114:  for f in filenames:
115:    md = pyexiv2.ImageMetadata(f)
116:    md.read()
117:    setlat(md)
118:    setlon(md)
119:    md.write()

Most of coordinate’s 119 lines deal with the options that allow you to enter the coordinates on the command line. I don’t really expect to use it that way very often, but I thought it was important to have that capability.

The makecoord function on Lines 24-32 takes a string in the form ddd:mm:ss.ss and turns it into the form needed by pyexiv. It’s a weird format: a list of three items, one each for degrees, minutes, and seconds, each expressed as a Fraction.

The setcoord function on Lines 34-48 puts the given coordinate information in the appropriate EXIF fields in the metadata. The Exif.GPSInfo.GPSLatitudeRef field is a string that can be either 'N' or 'S'. Similarly, the Exif.GPSInfo.GPSLongitudeRef can be either 'E' or 'W'. The Exif.GPSInfo.GPSLatitude and Exif.GPSInfo.GPSLongitude fields are lists of Fractions, as returned by makecoord.

The command line options are read and interpreted in Lines 59-84. Apart from the help option, -h, there are five possible command line switches. The -g switch is used if you’re pulling the GPS info from an existing photo file. The -n, -s, -e, and -w options are used if you’re entering the coordinate data directly. Lines 76-80 make sure that the options you’ve entered make sense—you can’t, for example, give both a north and a south latitude.

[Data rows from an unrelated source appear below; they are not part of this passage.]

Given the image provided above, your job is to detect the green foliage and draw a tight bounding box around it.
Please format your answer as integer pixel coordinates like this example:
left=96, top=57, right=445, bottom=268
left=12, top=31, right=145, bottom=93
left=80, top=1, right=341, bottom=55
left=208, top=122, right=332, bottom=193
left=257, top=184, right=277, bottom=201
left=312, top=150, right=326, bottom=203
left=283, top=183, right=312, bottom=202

Lines 88-111 are my favorite part of the script because they use a high-level, Lispy feature of Python’s functools library. The library’s partial feature allows you to use a previously defined function as a template for making a new function. The new function behaves like the template but has fewer arguments because some of the arguments are baked into its definition. Here, the setlat and setlon functions are created on the fly from the setcoord function and the given coordinate information. Both setlat and setlon have only one argument: the metadata for the photo file being updated.

The advantage of partial is that it separates the branching (Lines 118-111) from the loop through the files (Lines 114-119). Without it, the structure of this part of the script would be

for f in filenames:
  md = pyexiv2.ImageMetadata(f)
  md.read()
  if ne:
    setcoord north
    setcoord east
  elif nw:
    setcoord north
    setcoord west
  elif se:
    setcoord south
    setcoord east
  elif sw:
    set coord south
    set coord west
  elif gps:
    gpsmd = pyexiv2.ImageMetadata(gpsphoto)
    gpsmd.read()
    setcoord latitude
    setcoord longitude
  else:
    error handling
  md.write()

For situations in which the coordinates are specified on the command line, this isn’t much different from functools solution. But when the location is taken from a photo—which I expect to be the usual case—this structure opens and reads the photo with the location many times instead of just once. So the use of functools wasn’t just fun, it was a more efficient solution.

I love this script. It was both fun and surprisingly easy to write once I had the pyexiv2 library in place. And there’s something magical about adding a location to dozens of files at once with just a single short command.